Big Data and Analytics Group Assignment - ANALYTIC REPORT
Learning Outcomes Assessed: K3, S2, A1, V1, V2 :
Purpose: The purpose of this task is to give students practical experience to work in teams to write a Data Analytical report, which will provide useful insights, patterns and trends from a given dataset. This activity will give students the opportunity to show resourcefulness and creativity b y applying Watson Analytics. Enabling them to design useful visualization and predictive solutions for an analytics problem set.
Group Presentation: Week 10 (Scheduled Laboratory) Learning Outcomes Assessed: K4, K5, A2, V1, V2
Purpose: The purpose of the oral presentation is to provide an opportunity for students to present the results of Data Analysis and to share this knowledge while practicing their verbal communication skills.
Project Details: Your task for this analytical project is to use the Watson Analytics tool to explore, analyze and visualize the given dataset: Solar Cities, power usage. You will need to provide interesting insights, trends and patterns from the data set features.
Data set background:
The Solar cities project was a project led by the University of Ballarat, (former name of Federation University), which involved the recruitment of households and businesses across the Loddon Mallee and Grampians regions to monitor changes in energy consumption. The project looked at a number of factors that could influence energy consumption. These factors were broken up into sets of features, and measurements were taken for each respective feature. For example, a factor could be related to a dwelling's construction materials. In which case a feature could be "dwelling construction type" and a measurement would be taken to determine the construction type for each dwelling and stored in the data set. For example "dwelling construction type" could contain the values brick, brick veneer etc... Many of these features are included within the provided Solar Cities data set.

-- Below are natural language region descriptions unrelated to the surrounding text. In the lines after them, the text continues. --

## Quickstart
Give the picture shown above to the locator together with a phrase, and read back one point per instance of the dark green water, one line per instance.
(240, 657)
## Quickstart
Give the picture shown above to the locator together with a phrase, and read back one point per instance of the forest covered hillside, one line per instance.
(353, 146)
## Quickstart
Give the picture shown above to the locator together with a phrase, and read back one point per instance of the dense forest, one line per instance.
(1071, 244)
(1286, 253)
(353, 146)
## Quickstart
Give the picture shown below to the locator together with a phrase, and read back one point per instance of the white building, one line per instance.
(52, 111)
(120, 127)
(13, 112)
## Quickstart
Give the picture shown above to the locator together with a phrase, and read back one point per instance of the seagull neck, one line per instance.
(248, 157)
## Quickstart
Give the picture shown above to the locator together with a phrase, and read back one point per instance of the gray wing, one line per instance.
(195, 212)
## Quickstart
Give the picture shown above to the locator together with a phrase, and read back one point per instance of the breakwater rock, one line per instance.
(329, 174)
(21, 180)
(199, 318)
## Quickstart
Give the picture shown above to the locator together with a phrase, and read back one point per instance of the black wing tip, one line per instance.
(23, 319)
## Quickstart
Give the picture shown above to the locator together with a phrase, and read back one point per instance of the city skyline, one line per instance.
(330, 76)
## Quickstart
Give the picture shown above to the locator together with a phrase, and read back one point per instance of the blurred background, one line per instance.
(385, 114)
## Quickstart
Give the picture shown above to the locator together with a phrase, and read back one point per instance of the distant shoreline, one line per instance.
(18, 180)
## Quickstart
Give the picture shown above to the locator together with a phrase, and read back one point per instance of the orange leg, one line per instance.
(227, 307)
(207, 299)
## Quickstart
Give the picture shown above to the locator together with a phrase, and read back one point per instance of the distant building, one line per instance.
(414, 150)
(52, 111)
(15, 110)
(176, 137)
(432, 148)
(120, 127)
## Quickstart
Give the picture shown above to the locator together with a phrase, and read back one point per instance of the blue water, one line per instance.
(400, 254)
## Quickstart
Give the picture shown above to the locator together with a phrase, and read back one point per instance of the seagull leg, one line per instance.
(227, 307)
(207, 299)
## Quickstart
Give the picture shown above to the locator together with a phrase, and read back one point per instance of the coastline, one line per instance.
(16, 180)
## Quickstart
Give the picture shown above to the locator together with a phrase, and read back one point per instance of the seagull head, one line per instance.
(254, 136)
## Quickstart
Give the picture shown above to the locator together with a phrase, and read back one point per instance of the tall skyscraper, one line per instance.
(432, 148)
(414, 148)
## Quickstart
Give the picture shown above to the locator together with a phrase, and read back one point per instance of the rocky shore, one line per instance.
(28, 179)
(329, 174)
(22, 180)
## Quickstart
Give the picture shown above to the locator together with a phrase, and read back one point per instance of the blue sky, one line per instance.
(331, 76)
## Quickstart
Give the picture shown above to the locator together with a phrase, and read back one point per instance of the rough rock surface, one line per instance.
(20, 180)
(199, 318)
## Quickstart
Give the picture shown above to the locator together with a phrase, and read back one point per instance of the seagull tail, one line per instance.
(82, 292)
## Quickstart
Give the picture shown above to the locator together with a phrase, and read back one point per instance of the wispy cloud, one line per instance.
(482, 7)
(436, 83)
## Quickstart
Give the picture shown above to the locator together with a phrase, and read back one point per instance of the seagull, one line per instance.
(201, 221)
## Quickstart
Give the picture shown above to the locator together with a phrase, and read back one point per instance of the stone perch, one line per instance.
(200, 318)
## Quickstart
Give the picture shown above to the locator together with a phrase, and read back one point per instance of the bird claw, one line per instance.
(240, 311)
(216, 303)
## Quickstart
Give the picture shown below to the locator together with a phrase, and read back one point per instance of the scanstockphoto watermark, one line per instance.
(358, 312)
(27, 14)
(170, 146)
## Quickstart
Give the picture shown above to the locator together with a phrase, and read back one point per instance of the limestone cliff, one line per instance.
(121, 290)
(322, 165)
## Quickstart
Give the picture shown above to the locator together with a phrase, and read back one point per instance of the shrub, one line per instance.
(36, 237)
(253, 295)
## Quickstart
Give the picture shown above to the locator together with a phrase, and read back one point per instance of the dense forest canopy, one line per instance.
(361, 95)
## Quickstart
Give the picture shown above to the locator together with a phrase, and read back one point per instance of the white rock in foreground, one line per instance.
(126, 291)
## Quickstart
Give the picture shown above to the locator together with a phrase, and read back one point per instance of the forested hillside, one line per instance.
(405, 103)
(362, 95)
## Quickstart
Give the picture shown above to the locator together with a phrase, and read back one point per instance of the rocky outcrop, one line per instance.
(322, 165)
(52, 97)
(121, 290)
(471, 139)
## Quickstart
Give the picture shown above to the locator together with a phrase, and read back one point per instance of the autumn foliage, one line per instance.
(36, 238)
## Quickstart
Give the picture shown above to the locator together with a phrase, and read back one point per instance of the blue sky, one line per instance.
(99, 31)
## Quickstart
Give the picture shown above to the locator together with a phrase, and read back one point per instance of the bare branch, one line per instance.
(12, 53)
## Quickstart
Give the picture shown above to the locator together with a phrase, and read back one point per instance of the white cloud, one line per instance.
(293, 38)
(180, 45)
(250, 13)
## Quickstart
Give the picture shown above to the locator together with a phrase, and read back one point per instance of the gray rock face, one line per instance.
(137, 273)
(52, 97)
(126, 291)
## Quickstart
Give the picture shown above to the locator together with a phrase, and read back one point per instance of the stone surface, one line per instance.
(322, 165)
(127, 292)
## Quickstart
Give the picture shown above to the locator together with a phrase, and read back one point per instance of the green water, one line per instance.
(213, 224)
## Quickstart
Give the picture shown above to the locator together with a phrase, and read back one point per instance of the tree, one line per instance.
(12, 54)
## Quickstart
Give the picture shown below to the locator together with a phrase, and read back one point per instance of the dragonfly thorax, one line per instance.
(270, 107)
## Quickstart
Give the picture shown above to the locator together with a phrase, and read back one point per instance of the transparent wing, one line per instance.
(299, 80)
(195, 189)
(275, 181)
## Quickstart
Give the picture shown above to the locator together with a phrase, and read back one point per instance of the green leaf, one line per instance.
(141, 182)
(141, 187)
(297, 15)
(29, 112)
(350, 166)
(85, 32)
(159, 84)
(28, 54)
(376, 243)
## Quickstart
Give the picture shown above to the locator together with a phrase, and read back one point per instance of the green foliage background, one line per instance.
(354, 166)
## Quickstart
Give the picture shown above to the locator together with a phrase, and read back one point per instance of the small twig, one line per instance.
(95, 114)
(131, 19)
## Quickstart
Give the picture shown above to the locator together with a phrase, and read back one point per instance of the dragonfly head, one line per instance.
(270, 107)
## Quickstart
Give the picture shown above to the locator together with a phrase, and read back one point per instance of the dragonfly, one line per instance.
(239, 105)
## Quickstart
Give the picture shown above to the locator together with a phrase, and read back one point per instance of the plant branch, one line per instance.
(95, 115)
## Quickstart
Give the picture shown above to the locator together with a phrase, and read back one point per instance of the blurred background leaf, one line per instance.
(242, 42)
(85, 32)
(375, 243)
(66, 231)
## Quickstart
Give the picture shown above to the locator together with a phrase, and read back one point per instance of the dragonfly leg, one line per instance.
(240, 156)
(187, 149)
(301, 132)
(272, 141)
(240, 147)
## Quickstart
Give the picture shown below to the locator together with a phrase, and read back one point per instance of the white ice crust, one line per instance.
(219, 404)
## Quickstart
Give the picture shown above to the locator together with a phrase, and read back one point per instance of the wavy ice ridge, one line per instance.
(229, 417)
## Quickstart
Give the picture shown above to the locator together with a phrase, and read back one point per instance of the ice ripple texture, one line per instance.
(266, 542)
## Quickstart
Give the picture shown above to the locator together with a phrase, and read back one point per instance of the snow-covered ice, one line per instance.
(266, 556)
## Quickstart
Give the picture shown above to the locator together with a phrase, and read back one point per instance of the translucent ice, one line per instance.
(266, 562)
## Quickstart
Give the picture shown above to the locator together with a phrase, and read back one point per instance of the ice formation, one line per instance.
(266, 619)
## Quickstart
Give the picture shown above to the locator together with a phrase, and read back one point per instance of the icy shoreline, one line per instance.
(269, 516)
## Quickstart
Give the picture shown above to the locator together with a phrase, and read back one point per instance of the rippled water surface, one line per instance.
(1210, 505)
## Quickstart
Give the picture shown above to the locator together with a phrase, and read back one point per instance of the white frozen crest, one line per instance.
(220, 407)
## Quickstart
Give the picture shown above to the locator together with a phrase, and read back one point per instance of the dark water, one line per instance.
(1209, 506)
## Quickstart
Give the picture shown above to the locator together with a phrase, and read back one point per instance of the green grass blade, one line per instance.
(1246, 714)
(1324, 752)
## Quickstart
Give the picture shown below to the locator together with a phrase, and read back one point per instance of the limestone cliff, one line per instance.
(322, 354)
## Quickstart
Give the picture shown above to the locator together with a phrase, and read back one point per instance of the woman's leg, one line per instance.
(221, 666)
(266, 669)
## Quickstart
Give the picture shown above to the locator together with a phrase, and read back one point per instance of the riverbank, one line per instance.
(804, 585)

The following are sets of features included in the provided data set:
- Adoption of solar energy technologies
- Geographic characteristics
- Physical characteristics of the dwellings, including such things as the dwellings age, size, number of stories, number of lights, insulation etc.
The main aim of this project is to understand the drivers of power consumption, and as a large percentage of electrical energy is created by coal fired plants, then conversely the drivers of CO2
Therefore two main questions that need to be asked as a researcher of the Solar Cities project are:
1. Which combination of features highlight where efficiencies could be made in the reduction in energy consumption?
2. What would you include in a predictive model that would explain the demand on future energy use and CO2 emissions?
i.e. which features and their measurements contribute to
either higher or lower energy consumption? (For a predictive model, Watson Analytics does have a rule based engine...)
You have been commissioned as a research assistant with the main aim to find the drivers of power usage, understand the factors that contribute to this and provide any useful and interesting insights, trends and patterns that could be presented to the stakeholders of this project. Your intended audience are the project manager and associated stakeholders.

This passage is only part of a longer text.